Now—the glass again—he has tired of his failure, or sees his error, or has gone mad; he is dashing directly forward at the wall, as if to take it at a leap, hedge and all! One moment only and he wheels right about and is speeding like the wind straight down the slope—toward his friends, toward his death! Instantly the wall is topped with a fierce roll of smoke for a distance of hundreds of yards to right and left. This is as instantly dissipated by the wind, and before the rattle of the rifles reaches us he is down. No, he recovers his seat; he has but pulled his horse upon its haunches. They are up and away! A tremendous cheer bursts from our ranks, relieving the insupportable tension of our feelings. And the horse and its rider? Yes, they are up and away. Away, indeed—they are making directly to our left, parallel to the now steadily blazing and smoking wall. The rattle of the musketry is continuous, and every bullet's target is that courageous heart.

Suddenly a great bank of white smoke pushes upward from behind the wall. Another and another—a dozen roll up before the thunder of the explosions and the humming of the missiles reach our ears and the missiles themselves come bounding through clouds of dust into our covert, knocking over here and there a man and causing a temporary distraction, a passing thought of self.

The dust drifts away. Incredible!—that enchanted horse and rider have passed a ravine and are climbing another slope to unveil another conspiracy of silence, to thwart the will of another armed host. Another moment and that crest too is in eruption. The horse rears and strikes the air with its forefeet. They are down at last. But look again —the man has detached himself from the dead animal. He stands erect, motionless, holding his sabre in his right hand straight above his head. His face is toward us. Now he lowers his hand to a level with his face and moves it outward, the blade of the sabre describing a downward curve. It is a sign to us, to the world, to posterity. It is a hero's salute to death and history.

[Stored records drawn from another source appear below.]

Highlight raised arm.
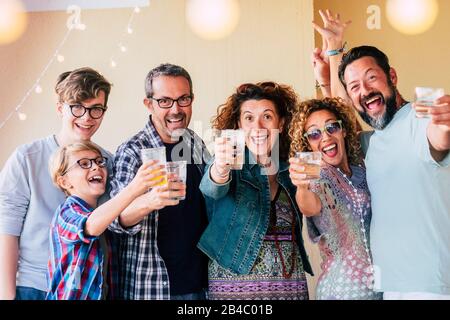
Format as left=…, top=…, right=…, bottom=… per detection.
left=313, top=10, right=351, bottom=104
left=427, top=95, right=450, bottom=162
left=0, top=234, right=19, bottom=300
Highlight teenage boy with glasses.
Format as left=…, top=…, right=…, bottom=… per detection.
left=110, top=64, right=213, bottom=300
left=0, top=68, right=111, bottom=300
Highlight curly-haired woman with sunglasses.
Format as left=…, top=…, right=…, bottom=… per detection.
left=199, top=82, right=312, bottom=300
left=289, top=98, right=381, bottom=300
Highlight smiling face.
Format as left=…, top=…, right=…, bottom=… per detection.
left=144, top=76, right=192, bottom=143
left=305, top=110, right=348, bottom=171
left=57, top=91, right=105, bottom=141
left=57, top=150, right=107, bottom=207
left=239, top=99, right=284, bottom=157
left=344, top=57, right=398, bottom=130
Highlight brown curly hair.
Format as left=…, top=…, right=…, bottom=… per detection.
left=212, top=81, right=298, bottom=161
left=289, top=98, right=363, bottom=165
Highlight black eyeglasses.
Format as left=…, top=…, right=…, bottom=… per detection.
left=62, top=157, right=108, bottom=175
left=149, top=96, right=192, bottom=109
left=66, top=103, right=107, bottom=119
left=304, top=120, right=342, bottom=141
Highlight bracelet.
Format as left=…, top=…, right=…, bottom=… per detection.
left=213, top=163, right=231, bottom=179
left=316, top=82, right=330, bottom=89
left=326, top=42, right=347, bottom=57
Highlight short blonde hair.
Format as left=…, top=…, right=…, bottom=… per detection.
left=48, top=141, right=102, bottom=195
left=55, top=67, right=111, bottom=107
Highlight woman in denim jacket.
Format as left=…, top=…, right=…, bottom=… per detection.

Again the spell is broken; our men attempt to cheer; they are choking with emotion; they utter hoarse, discordant cries; they clutch their weapons and press tumultuously forward into the open. The skirmishers, without orders, against orders, are going forward at a keen run, like hounds unleashed. Our cannon speak and the enemy's now open in full chorus; to right and left as far as we can see, the distant crest, seeming now so near, erects its towers of cloud and the great shot pitch roaring down among our moving masses. Flag after flag of ours emerges from the wood, line after line sweeps forth, catching the sunlight on its burnished arms. The rear battalions alone are in obedience; they preserve their proper distance from the insurgent front.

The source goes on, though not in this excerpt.